Normal diet is resumed the day after surgery. Usual hospital stay is between 3 and 5 days.
Mobilisation is started on the day following surgery. Initially a Zimmer frame is used to help mobility and this quickly progresses to crutches and then sticks. By 6 to 8 weeks, most people are able to mobilise well, and some may take up to 3 months to regain best mobility. The physiotherapists will help regain the movements and the muscle strength in the knee following surgery, and a range of exercises is advised to achieve a speedy recovery.
Care after surgery
Following knee replacement, driving is not recommended for about 6 weeks. The insurance company should be informed about the knee replacement surgery. An automatic transmission car can be driven earlier after surgery to the left knee.

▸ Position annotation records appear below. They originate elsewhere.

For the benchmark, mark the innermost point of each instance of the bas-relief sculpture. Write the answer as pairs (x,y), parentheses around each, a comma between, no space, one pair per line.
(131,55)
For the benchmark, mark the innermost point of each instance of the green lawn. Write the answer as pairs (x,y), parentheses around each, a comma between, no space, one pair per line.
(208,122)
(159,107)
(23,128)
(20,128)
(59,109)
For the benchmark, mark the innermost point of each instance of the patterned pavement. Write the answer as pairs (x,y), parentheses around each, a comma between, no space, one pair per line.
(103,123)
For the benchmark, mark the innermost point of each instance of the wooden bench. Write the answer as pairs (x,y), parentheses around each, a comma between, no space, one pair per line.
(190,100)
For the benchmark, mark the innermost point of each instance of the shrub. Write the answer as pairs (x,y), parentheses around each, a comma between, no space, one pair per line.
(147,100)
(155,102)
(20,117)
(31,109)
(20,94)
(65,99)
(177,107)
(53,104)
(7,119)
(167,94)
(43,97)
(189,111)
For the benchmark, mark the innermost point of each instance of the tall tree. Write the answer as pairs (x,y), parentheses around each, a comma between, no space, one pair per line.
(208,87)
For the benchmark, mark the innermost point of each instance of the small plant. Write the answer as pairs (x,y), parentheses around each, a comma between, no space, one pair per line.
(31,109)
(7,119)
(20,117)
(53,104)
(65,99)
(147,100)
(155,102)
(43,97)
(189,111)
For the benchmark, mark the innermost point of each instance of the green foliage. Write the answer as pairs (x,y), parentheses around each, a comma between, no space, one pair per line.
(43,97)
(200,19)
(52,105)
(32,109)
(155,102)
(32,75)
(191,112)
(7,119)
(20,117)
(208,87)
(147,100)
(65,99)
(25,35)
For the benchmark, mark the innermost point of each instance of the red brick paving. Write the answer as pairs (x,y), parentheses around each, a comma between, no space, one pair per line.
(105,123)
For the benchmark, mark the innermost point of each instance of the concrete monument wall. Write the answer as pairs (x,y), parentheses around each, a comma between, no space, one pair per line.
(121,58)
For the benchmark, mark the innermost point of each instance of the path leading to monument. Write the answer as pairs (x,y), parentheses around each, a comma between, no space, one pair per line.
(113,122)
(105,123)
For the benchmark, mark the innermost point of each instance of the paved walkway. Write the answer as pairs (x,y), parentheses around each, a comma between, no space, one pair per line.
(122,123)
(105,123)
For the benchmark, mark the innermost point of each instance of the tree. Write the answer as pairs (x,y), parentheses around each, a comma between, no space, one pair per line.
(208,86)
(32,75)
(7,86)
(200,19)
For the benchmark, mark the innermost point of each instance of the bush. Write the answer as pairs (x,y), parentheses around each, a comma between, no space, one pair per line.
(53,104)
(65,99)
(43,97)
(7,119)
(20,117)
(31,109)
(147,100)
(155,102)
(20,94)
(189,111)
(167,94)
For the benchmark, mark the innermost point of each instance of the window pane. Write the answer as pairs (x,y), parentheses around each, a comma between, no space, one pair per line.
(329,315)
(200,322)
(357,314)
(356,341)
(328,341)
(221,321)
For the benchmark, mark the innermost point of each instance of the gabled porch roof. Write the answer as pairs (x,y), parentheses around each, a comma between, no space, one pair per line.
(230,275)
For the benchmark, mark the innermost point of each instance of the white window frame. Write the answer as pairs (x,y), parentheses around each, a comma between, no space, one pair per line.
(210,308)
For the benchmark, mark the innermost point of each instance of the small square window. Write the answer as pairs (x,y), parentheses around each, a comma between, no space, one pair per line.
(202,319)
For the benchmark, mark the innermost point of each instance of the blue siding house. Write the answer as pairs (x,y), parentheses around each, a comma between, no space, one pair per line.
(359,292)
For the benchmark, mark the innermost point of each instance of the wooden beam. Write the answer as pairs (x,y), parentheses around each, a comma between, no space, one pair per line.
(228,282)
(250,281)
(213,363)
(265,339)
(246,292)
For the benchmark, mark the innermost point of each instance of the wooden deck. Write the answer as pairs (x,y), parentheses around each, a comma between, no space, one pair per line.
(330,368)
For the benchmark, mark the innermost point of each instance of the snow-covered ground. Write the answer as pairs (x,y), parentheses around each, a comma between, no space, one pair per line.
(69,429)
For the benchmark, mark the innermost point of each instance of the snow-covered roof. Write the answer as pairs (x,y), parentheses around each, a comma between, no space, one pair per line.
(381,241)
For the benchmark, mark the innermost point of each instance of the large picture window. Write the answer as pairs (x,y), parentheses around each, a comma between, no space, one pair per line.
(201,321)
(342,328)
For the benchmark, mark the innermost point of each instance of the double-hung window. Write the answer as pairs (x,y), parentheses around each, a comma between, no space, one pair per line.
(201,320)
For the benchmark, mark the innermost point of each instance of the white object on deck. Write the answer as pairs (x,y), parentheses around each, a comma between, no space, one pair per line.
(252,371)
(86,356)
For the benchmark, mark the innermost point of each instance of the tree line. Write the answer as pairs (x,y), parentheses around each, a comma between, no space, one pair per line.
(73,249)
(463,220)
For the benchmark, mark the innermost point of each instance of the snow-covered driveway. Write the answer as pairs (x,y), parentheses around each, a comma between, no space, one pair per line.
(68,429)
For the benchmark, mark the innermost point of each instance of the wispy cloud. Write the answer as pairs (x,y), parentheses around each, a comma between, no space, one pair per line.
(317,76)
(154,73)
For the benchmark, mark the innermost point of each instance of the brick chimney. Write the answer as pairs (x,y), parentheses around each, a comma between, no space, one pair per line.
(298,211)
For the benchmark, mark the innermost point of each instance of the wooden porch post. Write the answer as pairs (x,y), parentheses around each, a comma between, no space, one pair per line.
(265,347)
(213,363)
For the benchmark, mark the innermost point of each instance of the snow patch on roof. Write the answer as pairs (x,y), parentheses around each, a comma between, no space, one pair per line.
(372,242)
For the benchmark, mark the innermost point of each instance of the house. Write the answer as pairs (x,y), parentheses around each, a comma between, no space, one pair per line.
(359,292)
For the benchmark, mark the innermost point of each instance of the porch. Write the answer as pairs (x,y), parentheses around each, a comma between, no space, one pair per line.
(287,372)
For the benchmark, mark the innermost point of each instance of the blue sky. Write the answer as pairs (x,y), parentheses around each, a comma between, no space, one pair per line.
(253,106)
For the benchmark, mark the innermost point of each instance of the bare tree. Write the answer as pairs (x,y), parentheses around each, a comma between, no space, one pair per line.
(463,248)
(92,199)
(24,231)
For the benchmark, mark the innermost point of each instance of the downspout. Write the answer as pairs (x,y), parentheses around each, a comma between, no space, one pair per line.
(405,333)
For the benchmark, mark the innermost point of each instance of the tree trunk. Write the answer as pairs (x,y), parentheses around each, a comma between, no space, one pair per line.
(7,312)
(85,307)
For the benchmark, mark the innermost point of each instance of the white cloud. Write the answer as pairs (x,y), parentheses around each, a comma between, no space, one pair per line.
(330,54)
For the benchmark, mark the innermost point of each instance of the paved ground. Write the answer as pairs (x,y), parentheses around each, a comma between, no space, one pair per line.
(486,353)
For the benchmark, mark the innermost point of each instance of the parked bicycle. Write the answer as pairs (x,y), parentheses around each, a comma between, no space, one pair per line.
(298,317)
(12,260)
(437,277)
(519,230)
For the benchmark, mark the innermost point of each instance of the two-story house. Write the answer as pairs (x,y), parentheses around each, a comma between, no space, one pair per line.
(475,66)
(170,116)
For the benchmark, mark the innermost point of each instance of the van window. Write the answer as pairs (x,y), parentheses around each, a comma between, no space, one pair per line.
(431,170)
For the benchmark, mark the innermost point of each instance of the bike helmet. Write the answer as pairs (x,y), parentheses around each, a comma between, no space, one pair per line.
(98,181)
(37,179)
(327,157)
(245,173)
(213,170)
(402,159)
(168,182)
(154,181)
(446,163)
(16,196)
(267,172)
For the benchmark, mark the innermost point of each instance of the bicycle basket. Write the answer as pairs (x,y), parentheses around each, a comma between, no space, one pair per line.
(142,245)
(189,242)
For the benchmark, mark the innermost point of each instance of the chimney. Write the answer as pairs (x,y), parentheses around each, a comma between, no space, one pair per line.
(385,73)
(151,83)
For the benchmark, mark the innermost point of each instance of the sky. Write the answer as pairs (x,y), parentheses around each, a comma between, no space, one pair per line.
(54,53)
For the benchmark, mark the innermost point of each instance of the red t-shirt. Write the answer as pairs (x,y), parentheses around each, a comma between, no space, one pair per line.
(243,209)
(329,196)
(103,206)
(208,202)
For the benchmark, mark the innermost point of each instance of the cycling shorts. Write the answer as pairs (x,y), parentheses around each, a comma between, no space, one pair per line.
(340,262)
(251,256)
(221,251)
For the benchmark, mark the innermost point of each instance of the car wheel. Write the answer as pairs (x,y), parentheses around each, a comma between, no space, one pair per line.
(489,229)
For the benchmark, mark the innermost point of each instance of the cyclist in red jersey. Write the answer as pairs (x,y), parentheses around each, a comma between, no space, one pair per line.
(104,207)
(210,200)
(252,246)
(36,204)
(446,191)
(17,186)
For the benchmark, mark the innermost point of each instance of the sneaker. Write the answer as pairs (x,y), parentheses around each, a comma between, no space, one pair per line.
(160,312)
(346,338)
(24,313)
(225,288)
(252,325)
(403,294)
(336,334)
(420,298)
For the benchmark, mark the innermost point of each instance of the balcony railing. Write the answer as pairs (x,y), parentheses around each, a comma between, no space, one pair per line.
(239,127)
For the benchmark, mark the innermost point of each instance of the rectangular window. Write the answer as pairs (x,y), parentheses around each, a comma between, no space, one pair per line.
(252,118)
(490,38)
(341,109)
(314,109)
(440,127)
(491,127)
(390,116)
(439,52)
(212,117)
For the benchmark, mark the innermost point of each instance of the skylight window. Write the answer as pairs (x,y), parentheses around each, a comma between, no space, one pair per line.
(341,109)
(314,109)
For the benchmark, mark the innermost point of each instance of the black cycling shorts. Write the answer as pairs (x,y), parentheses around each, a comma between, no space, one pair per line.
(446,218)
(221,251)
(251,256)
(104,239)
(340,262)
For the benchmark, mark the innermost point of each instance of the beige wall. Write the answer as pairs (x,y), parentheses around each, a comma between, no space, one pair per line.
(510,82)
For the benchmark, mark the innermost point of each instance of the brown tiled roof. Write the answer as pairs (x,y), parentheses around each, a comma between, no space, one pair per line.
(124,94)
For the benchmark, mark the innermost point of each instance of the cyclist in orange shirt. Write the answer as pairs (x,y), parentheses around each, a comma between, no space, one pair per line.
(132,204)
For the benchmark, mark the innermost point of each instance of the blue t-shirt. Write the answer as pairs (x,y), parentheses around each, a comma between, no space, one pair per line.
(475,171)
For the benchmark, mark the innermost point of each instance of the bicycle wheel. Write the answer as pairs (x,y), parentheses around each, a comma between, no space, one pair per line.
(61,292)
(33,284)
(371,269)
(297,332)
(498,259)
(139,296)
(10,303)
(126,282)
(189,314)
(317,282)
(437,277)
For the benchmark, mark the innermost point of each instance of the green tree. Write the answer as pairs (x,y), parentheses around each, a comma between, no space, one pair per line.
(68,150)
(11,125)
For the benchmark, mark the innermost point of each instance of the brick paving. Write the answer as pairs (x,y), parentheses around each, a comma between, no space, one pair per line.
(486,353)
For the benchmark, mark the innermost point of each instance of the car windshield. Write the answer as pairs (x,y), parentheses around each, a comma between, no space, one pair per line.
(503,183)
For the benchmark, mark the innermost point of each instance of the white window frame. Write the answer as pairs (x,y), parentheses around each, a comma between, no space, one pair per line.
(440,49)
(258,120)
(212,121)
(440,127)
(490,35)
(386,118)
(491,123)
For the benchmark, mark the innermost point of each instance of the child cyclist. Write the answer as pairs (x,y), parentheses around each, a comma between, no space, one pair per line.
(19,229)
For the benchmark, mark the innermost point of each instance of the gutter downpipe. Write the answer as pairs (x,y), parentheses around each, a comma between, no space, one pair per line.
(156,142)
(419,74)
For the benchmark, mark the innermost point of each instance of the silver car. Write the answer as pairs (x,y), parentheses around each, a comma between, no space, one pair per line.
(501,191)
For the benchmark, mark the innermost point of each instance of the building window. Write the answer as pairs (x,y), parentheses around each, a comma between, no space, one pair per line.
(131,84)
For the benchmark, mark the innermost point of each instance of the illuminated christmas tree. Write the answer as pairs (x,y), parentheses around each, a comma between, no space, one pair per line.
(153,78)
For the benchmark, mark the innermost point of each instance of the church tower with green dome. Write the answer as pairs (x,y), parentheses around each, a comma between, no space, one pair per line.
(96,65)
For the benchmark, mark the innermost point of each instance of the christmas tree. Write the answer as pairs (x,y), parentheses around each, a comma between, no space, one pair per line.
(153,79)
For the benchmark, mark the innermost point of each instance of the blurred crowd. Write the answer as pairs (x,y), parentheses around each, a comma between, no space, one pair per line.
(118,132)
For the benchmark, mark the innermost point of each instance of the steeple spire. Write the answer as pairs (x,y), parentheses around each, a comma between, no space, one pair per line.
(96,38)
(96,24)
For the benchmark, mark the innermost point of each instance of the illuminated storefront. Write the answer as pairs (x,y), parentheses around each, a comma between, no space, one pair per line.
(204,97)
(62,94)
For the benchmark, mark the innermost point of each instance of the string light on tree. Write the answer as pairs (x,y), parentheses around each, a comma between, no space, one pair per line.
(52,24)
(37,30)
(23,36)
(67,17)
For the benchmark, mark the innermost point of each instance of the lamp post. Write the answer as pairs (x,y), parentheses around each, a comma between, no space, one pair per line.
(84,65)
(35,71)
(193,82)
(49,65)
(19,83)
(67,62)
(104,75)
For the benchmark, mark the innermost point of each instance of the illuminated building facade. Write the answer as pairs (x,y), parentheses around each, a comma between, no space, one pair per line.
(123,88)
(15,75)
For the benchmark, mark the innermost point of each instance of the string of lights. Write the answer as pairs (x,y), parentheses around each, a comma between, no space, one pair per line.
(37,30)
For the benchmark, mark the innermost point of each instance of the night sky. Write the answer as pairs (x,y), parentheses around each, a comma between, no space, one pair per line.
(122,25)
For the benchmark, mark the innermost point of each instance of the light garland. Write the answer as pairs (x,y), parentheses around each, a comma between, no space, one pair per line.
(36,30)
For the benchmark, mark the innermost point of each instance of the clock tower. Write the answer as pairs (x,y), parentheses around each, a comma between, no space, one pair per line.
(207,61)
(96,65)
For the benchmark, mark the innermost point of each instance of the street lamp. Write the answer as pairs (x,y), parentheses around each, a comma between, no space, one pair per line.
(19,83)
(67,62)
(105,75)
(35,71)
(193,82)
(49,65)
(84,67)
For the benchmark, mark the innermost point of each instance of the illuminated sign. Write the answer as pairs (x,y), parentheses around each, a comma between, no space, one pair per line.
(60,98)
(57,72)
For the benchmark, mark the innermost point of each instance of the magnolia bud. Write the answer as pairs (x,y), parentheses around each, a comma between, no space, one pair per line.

Heavy work and lifting heavy objects is not recommended after knee replacement. Running and contact sport are also not recommended. Golf is possible, as is doubles tennis. Riding a bicycle is allowed after 2 to 3 months. Walking is not restricted after knee replacement. Gardening is limited and many people may experience difficulty in kneeling down and / or squatting. Kneeling and Squatting are allowed after knee replacement but almost half the patients may find this difficult. If there was significant stiffness in the knee prior to surgery, it may be difficult to regain further movement after surgery. This means tying shoe laces and cutting toe nails may be difficult in these situations.
These are broad guidelines and individual circumstances dictate rehabilitation after total knee replacement. Through meticulous technique, improved implants and high standard of care, the outcome following knee surgery is better than ever before. I currently do over 200 hip and knee replacement operations annually, and in my experience, among patients with knee replacement surgery, infection rate is zero. Satisfaction rate is 95% and about 2% patients require redo operations at 4 year followup. These results have been possible through meticulous technique and ensuring the joint is adequately balanced and aligned. I have devised a new knee alignment device which wil ensure more accurate knee balancing in future.